The MCP Client communicates with the MCP Server using the standardized protocol.
The MCP Server accesses the local or remote resource (e.g., executes the query in a local SQLite database).
The MCP Server returns the information (or action result) to the MCP Client.
The Host receives the information and uses it to generate the final response for the user.
Many MCP Servers run locally, ensuring privacy and security. For example, in a scenario where a local database is accessed, sensitive data never leaves the user's machine.
Key Advantages and Features of MCP
✅ Open and Free Standard – Open-source protocol and SDKs (Python, TypeScript, C#), encouraging community adoption and contribution.
✅ Reusability and Modularity – An MCP Server built for a data source (e.g., GitHub) can be used by any MCP-compatible host application.
✅ Flexibility – Allows switching between different LLM providers without rebuilding all data/tool integrations.
✅ Security – Designed to expose functionalities in a controlled way, with future authentication specifications (OAuth 2.0).
✅ Enhanced Context Management – MCP is not just about tools; it also provides a framework for managing conversational context more efficiently, helping to handle limited context windows and maintain longer, more coherent interactions.

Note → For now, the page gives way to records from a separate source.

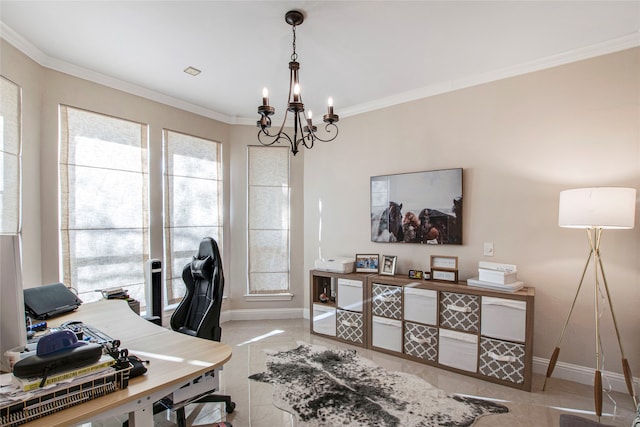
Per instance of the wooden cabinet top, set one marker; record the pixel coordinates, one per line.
(461, 286)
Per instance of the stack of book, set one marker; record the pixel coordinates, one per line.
(496, 276)
(26, 399)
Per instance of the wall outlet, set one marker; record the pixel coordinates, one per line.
(488, 248)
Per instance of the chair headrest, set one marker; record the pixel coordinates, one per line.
(202, 268)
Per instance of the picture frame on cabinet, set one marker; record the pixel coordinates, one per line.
(367, 263)
(415, 274)
(388, 265)
(443, 262)
(444, 275)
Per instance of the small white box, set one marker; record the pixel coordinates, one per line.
(496, 276)
(324, 320)
(504, 318)
(387, 333)
(458, 350)
(335, 265)
(350, 294)
(420, 305)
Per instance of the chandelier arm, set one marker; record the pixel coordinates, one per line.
(329, 128)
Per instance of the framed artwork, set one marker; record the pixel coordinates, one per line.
(367, 263)
(418, 207)
(388, 265)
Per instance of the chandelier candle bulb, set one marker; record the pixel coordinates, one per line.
(296, 93)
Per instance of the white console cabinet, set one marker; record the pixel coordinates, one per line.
(338, 306)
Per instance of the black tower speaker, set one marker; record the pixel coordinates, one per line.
(153, 276)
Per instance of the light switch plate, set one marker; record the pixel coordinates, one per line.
(488, 249)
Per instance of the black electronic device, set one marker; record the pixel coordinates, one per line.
(153, 276)
(44, 302)
(87, 333)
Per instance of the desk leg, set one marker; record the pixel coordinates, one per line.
(142, 417)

✅ Growing Ecosystem – There is already a growing list of community-maintained MCP Servers.
Use Cases for MCP
Enterprise and Corporate Tools
Companies like Block and Apollo use MCP to connect internal systems.

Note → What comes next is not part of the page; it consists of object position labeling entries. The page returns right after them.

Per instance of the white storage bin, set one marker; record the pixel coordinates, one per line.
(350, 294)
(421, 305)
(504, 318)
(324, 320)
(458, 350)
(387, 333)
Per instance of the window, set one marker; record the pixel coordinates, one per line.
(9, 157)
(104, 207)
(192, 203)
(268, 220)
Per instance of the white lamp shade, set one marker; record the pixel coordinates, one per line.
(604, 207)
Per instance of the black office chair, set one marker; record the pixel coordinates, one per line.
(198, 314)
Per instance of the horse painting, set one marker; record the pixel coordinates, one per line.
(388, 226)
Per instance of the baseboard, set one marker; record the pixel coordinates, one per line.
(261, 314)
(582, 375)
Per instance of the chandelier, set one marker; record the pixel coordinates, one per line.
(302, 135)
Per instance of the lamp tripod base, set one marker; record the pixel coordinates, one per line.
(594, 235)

Integration with tools like Slack, Google Drive, and Notion is already available.
Software Development
Companies like Zed, Replit, and Sourcegraph use MCP for contextual access to code repositories.
AI can access technical documentation and suggest improvements in real time.
AI Agents
Connecting AI to databases, enabling complex queries in natural language.
Accessing dynamic information such as weather forecasts and live events.
How to Get Started with MCP
Explore Pre-Built Servers: Anthropic and the community have already made servers available for Google Drive, Slack, GitHub, SQLite, and more. Lists can be found on platforms like MCP.so and Smithery.
Try Host Applications: Claude Desktop (currently in closed beta) is an example of an application that supports MCP locally.
Use the SDKs: Official SDKs in Python, TypeScript, and C# are available for building your own servers or integrating MCP Clients into your applications.
Contribute to the Project: As an open-source project, the community can create new servers and expand its functionalities.
Integration with Tools like LangChain: Utilities already exist to facilitate the use of MCP Servers within popular frameworks like LangChain.
Conclusion
The Model Context Protocol (MCP) is more than just a technical specification—it's a vision for a future where artificial intelligence interacts with the digital world seamlessly, securely, and in a standardized way.
By breaking down data silos and simplifying integration with tools, MCP has the potential to unlock new capabilities and make AI truly context-aware and more useful than ever.
As adoption grows, we can expect:
A Rich Ecosystem – An explosion of MCP Servers available for all kinds of data and tools.
Standardized Remote Connections – The evolution of the protocol to include discovery and secure connection to remote MCP Servers (via HTTP/SSE), enabling scenarios where web services directly publish their functionalities via MCP.
More Powerful AI Agents – The potential for "Meta Agents" (AIs that build other AIs) or "Self-Evolving Agents", which discover and integrate new MCP tools autonomously as needed—a fascinating (and perhaps slightly eerie) future!
We encourage developers, businesses, and AI enthusiasts to explore MCP, experiment with its possibilities, and contribute to this growing open-source ecosystem.
🚀 The future of connected AI is being built now.